Written and directed by David Talbert, a graduate of Morgan State, Maryland’s largest HBCU, and produced by Florida A&M grad Will Packer, the movie strikes comic universal themes and is a cheery feel good movie for right after the election.

Almost.

As I returned to the real world, I realized the movie was an affirmation of the rise of the Black middle class, something that most of America could only dream about before 1964.

The movie was a depiction of the progress made in our society.

And now with one day last week, we are facing the massive rollback of our lifetimes.

If the Civil Rights Act was passed in 1964, what was the world like before then in 1961, ’62, ’63?

And not just for African-Americans, but for all people of color and other minorities.

That’s where we could be heading. And we’ll need the defiant energy and the fight of pre-1964 to get us through these times.

That’s what a Trump election means.

The nationwide protests against the Trump presidency continue in New York, Oakland, and other cities and have drawn mostly young people, primarily students, of all ages.

“This is what happens when you elect a facist, racist bigot,” one young African- American protestor told KPTV in Portland, Oregon.

The fear is being felt all throughout our educational system.

Trump’s first action to eliminate the immigration executive orders that allow for undocumented students to stay in this country and attend school is the most immediate concern.

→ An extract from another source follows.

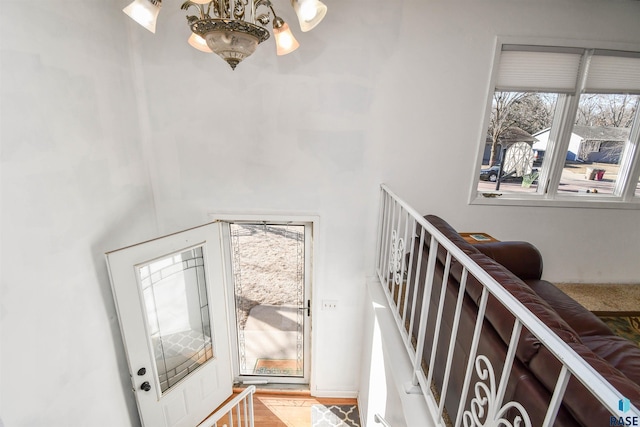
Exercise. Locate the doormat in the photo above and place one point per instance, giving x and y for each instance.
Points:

At the University of California, more than 3,000 students could be impacted.

The Deferred Action for Childhood Arrivals (DACA) program and the Deferred Action for Parents of Americans and Lawful Permanent Residents (DAPA) initiative are all at risk.

In May, UC committed 8.4 million through 2019 to help support the so-called “Dreamers” throughout its colleges.

So will campuses become safe havens? Or will they be where the round-up begins?

It won’t be clear until a Trump administration takes over in January.

But already the signs are dim with the naming to the transition team of Kris Kobach, the secretary of state of Kansas and a hardliner on immigration policy.

At the K-12 level, I know a counselor who is already distraught. She teaches in an area where companies employ mostly undocumented workers. The families are in fear. The kids are terrorized.

What’s to be done?

We must remember the fight before ’64.

In Albany, Georgia, the movement in the southwestern part of that state began as early as 1961. And, in 1962, it was students at Albany State University who risked arrest and marched.

We are returning to that day where that kind of pressure will be called for. Peacefully, loudly, and consistently.

The White House and the Congress are now controlled by those who are less friendly to people of color.

The Trump election has signaled the start of a new fight for the preservation of our civil rights.